Inaccessible terrain and dry conditions continued to thwart nearly 3,500 personnel over the weekend in their efforts to extinguish the Rim Fire in Yosemite National Park in California, which has grown to 143,980 acres, according to the National Interagency Fire Center.
Firefighters had only contained 7 percent of the Rim Fire by Monday morning, as it continued to grow on the northeast and eastern park areas, according to an incident report. Yosemite spokesman Tom Medema told the Associated Press that the blaze was edging closer to the Hetch Hetchy Reservoir, which provides drinking water to 2.4 million people in San Francisco as well as in Santa Clara, Alameda and San Mateo counties.
USA Today reported an incident commander flew near the Hetch Hetchy area Sunday morning in an effort to evaluate the reservoir's state. Heavy smoke veiled the area, disabling the crew from making a clear assessment.
San Francisco Public Utilities Commission reported no change or impact in water quality or delivery from Hetch Hetchy in a statement released Sunday. Should the Rim Fire interrupt water delivery from Hetch Hetchy, SFPUC can utilize reserves in Bay Area reservoirs, such as San Antonio and Crystal Springs.
However, Supplemental power supplies have cost the SFPUC about $600,000 since Aug. 19. Two of the system's three hydroelectric powerhouses have not been in use since then, and the difference has been made up by accessing power from an existing power bank and purchasing power on the open market.

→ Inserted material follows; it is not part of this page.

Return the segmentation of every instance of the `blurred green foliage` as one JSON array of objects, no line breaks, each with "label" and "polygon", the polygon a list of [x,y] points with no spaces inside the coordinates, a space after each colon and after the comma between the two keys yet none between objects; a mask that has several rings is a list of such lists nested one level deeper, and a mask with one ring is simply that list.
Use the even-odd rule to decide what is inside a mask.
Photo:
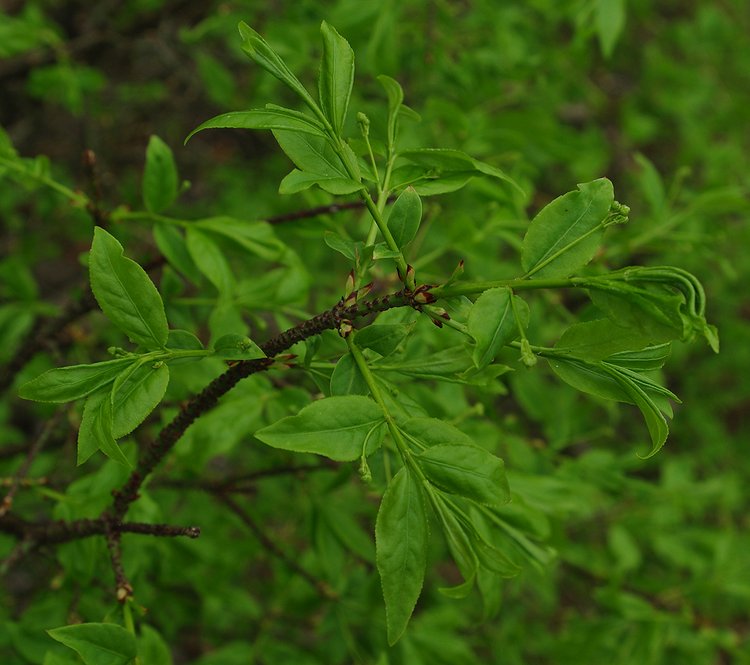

Firefighters have been using Modular Airborne FireFighting Systems and air tankers to preemptively suppress the Rim Fire's potential spread toward the Highway 108 corridor along the eastern edge.
The Rim Fire, which reportedly started on Aug. 17, is one of many wildfires plaguing the West. Investigators are currently working to discover a cause for the Yosemite wildfire. Firefighters were able to contain six fires on Saturday, according to the NIFC, bringing the total number of active wildfires down to 36 from more than 50 on Friday. The cost to fight the Rim Fire jumped from $12.4 million on Sunday to $20.1 million Monday.
More than 33,000 wildfires have burned through 3.5 million acres so far this year, 60 percent of the nationwide 10-year average. The Rim Fire is the 14th largest wildfire in California history.